Four Stars "An excellent first novel. The style is fast and focused on the plot but with a superbe eye to just the right and just enough characterization to keep you enagaged with the people who inhabit these future warships. And there was just enough technical detail to give the sense the ships and their crew are real and this is a future just a few years from now. I literally lost a night to this book - I simply could not put it down once I started."
Four Stars "If you like writing that shows a knowledge of military,especially naval, thinking then this is the book for you. I like that it made me think that navigation in space might be a lot like navigating a submarine. Interesting thoughts on what it is to be command. Sometimes the multicultural nature of the imagined groups gets in the way of the flow; there are many exclamations made in languages from around the world which sometimes become too much. I can really hear the voice of his characters with a Scottish background. There are some twists which keep you wondering who is the enemy. If you don't like technical references then it is probably not a book you would enjoy.
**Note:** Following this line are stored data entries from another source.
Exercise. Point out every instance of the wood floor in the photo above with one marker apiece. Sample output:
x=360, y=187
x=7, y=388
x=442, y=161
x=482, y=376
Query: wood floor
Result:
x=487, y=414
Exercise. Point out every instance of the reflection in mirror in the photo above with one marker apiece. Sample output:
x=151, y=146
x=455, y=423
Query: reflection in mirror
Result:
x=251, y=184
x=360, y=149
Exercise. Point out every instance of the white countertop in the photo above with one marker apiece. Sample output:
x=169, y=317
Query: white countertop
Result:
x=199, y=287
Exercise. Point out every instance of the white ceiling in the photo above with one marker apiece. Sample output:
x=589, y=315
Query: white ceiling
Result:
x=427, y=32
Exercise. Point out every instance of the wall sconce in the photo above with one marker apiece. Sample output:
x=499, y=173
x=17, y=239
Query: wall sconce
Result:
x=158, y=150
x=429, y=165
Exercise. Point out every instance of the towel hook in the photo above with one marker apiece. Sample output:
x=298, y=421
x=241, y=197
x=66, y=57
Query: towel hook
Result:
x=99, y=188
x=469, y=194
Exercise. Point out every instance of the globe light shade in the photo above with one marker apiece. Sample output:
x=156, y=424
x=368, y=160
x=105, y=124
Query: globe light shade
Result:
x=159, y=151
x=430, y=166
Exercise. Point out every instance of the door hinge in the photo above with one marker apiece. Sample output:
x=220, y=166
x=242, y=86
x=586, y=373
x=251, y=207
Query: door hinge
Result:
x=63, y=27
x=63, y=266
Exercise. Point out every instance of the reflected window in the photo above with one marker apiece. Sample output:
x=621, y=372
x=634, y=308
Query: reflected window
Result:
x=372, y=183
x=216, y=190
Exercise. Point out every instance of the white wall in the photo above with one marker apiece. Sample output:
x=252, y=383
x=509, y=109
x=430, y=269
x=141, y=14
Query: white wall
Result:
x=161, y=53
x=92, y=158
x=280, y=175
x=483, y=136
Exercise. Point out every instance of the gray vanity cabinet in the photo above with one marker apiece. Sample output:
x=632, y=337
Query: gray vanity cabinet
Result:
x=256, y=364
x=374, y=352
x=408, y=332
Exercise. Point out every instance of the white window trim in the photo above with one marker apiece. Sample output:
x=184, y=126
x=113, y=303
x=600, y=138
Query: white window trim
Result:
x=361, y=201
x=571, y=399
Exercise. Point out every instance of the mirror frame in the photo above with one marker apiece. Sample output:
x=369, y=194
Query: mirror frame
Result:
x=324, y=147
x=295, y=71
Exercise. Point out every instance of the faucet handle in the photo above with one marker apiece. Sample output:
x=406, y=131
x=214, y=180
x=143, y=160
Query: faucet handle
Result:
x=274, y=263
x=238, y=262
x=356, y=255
Definitely leaves you with questions at the end, but does wrap up the immediate questions presented in the book."
The fears of generations are realized in a brilliant flash in the shadowy wastes beyond Jupiter. From a mysterious array appear two alien ships, their vicious intention all too clear as they fall upon a pair of Terran ships battling over ownership of the enigmatic discovery.
They come from Gliese 581g where, in 2008, a message of peace was sent. They are an avenging force, unleashed to deliver a terrible retribution upon a trusted industrial magnate and secret liaison who is now determined to steal their technology. The aliens are powerful, technologically advanced by many decades, and determined to end the human threat.
Captain Ian Walker, recently retired from NASA and at the end of a career that saw him removed from his last command in disgrace, is called back because of his rare combat experience and is given command of the elderly monitor, NASS Centaurus. Captain Corina Sacramento, her crew exhausted and her ship worn out after completing a seven month asteroid survey for the South American Space Agency is waylaid from her return mission to Earth and redeployed to the Jovian moon of Himalia. Commodore Sorscha Cameron, former commander of the European cruiser, Indomptable, is given a field promotion and the impossible task of holding the Jovian System.
Their mission is simple – they are to join the United Nations task group assigned to protect the Terran interests in the Jovian System and shield the excavation of an alien spaceship buried in the ice of Europa. As the Gliesiuns amass a powerful force, and the spacefaring nations of Earth, Luna, and Mars argue over control of defences, all three must fight feelings of self-doubt and fear to rally their task group to defend the future of mankind in the outer solar system.
Five Stars "I'm a big fan of military sci-fi and 'Jupiter Rising' is filled with the strategy and detail that keeps the story flowing. The author develops the characters in a way that adds depth to the story on several levels. When writing sci fi the author is unbounded in their imagination and creativity so remaining grounded in some semblance of the limits of physics and science in general helps provide integrity to the story. Read 'Europa Rising' first to get the "lay of the land" and Jupiter Rising will be all the more enjoyable."
Four Stars "Sean MacÚisdin uses his experience from the Royal Canadian Navy to good effect as he spins a tail of humanities first battles with aliens in space. The story is fast paced form the start. When there is no action, then there is suspense as human and Gliesiun warships play cat and mouse before pouncing."